Es gibt eine Vielzahl wunderbarer Filme über Beziehungen, die alle Vorurteile überwinden und vermeintlich unversöhnliche Feinde zu Freunden werden lassen. Das großartig gespielte Drama "Kaddisch für einen Freund" erzählt von solch einer Freundschaft zwischen einem jungen Palästinenser und einem alten Juden; aber nicht in Israel, sondern in Berlin-Kreuzberg.

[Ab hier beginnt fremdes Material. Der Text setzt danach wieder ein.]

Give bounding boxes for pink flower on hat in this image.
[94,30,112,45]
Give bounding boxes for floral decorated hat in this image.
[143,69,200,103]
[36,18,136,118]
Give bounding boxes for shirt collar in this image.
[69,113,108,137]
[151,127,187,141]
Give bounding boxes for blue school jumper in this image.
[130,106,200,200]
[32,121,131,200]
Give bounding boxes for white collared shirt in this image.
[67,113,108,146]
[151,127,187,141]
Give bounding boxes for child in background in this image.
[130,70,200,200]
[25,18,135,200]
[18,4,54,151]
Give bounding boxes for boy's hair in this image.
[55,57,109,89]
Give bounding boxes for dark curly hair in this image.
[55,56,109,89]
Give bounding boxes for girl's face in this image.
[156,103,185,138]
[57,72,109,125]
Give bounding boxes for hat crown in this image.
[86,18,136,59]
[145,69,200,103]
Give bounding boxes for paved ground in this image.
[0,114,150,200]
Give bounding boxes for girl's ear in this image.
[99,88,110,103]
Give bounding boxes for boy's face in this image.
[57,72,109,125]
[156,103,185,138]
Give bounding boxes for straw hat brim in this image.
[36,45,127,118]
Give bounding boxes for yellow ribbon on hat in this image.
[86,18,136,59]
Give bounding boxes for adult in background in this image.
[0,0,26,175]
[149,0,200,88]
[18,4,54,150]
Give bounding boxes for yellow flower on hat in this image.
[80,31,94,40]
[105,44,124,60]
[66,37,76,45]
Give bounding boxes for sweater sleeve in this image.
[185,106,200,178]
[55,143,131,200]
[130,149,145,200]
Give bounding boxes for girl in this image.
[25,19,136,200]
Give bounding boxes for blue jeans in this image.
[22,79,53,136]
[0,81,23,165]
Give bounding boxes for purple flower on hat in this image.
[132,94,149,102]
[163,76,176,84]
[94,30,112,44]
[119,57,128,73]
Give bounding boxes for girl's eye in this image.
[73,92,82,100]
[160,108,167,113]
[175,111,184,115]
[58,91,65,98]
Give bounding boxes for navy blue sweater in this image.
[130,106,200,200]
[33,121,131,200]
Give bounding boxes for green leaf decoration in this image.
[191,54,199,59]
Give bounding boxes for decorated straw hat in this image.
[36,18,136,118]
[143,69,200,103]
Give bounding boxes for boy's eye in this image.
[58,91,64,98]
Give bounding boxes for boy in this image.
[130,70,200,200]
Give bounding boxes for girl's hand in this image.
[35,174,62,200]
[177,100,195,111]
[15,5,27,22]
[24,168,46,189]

Die Geschichte beginnt ganz banal mit einer undichten Waschmaschine: Als der 14jährige Ali und seine aus dem Libanon stammende Familie endlich das Asylbewerberheim verlassen dürfen und in eine Kreuzberger Wohnung ziehen, tropft Wasser durch die Decke. Im Stockwerk über ihnen wohnt ein uralter jüdischer Exilrusse. Die jungen Araber betrachten die Gegend als ihr Viertel, sie empfinden schon allein die Anwesenheit des Juden als Provokation. Ali will nur zu gern Mitglied dieser Clique werden. Als die Jungs die Wohnung des alten Alexander verwüsten, ist Ali zwar dabei, aber mit gemischten Gefühlen: Sein Vater ist ein fanatischer Judenhasser, auch für den Jungen sind alle Juden Verbrecher, aber das Unrecht der Tat ist ihm klar. Trotzdem muss er den Kopf hinhalten, denn er ist der einzige, den der Nachbar erkannt hat. Nun droht ihm ein Verfahren und damit der gesamten Familie die Abschiebung; und ausgerechnet Alexander ist der einzige, der ihm helfen kann.

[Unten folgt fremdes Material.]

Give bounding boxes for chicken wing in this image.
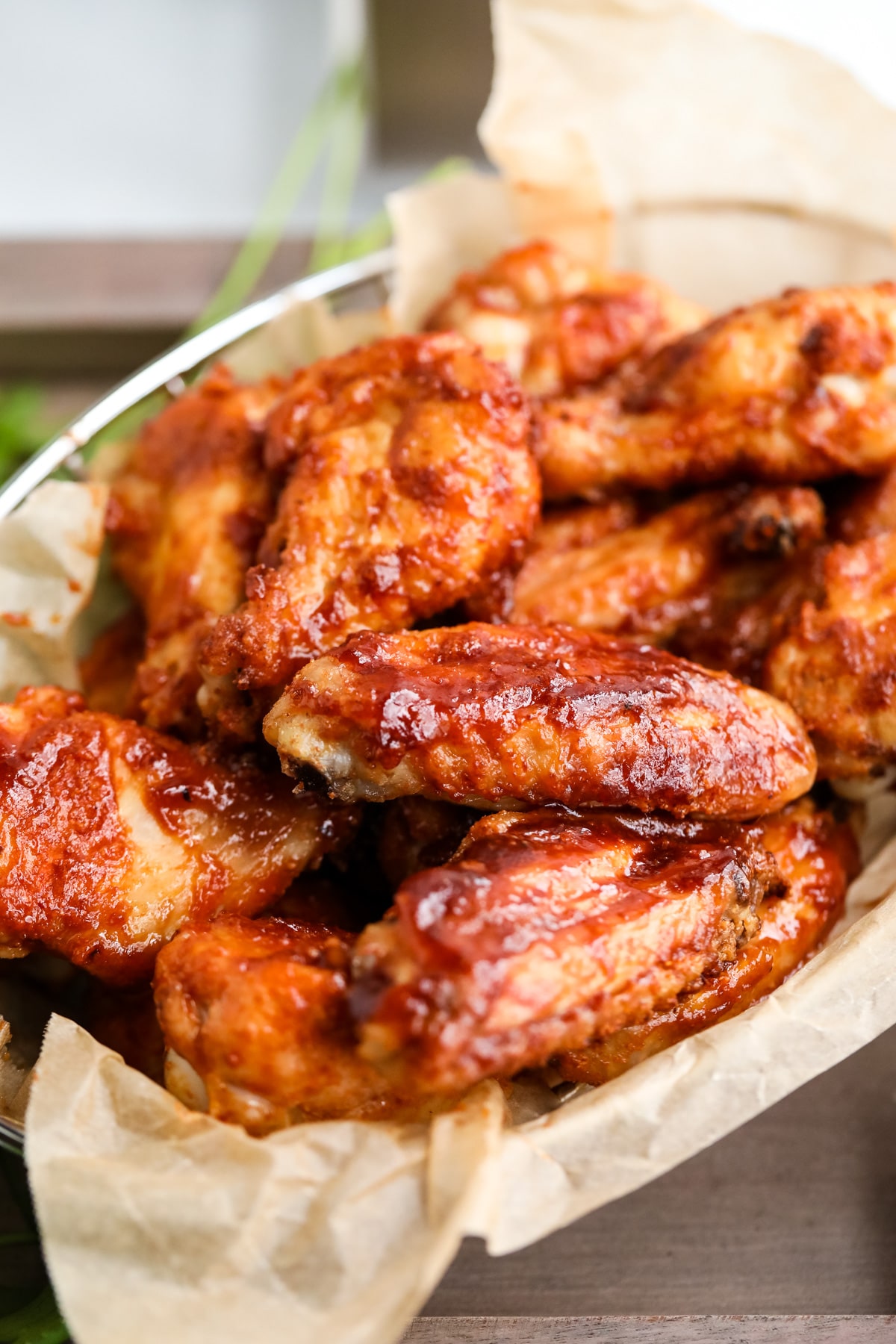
[765,532,896,778]
[533,282,896,499]
[511,487,825,644]
[0,688,353,984]
[426,242,706,396]
[155,915,448,1134]
[264,623,815,817]
[108,368,284,735]
[553,798,859,1086]
[78,609,146,715]
[352,808,779,1092]
[204,335,540,715]
[830,467,896,543]
[378,794,477,891]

Freundschaft unter widrigen Umständen

"Kaddisch für einen Freund", das Langfilmdebüt von Leo Khasin (Buch und Regie), ist ein märchenhaft schöner Film über eine Freundschaft, die sich unter widrigsten Bedingungen entwickelt. Nicht nur die Religion, auch Herkunft und Alter trennen die beiden Protagonisten. Die biografischen Details lässt Khasin allerdings angenehm beiläufig einfließen; erst ganz zum Schluss wird deutlich, wie weit Alexander über seinen Schatten springen musste, um der Bitte von Alis Mutter zu entsprechen und dem Jungen die Chance zu geben, das Chaos zu beseitigen. Allerdings profitiert der Alte gleichfalls davon, denn schon vor dem Vandalismus der Jugendlichen war die Wohnung ziemlich heruntergekommen, und wenn sie nicht binnen zwei Wochen renoviert ist, muss Alexander in ein Altenheim.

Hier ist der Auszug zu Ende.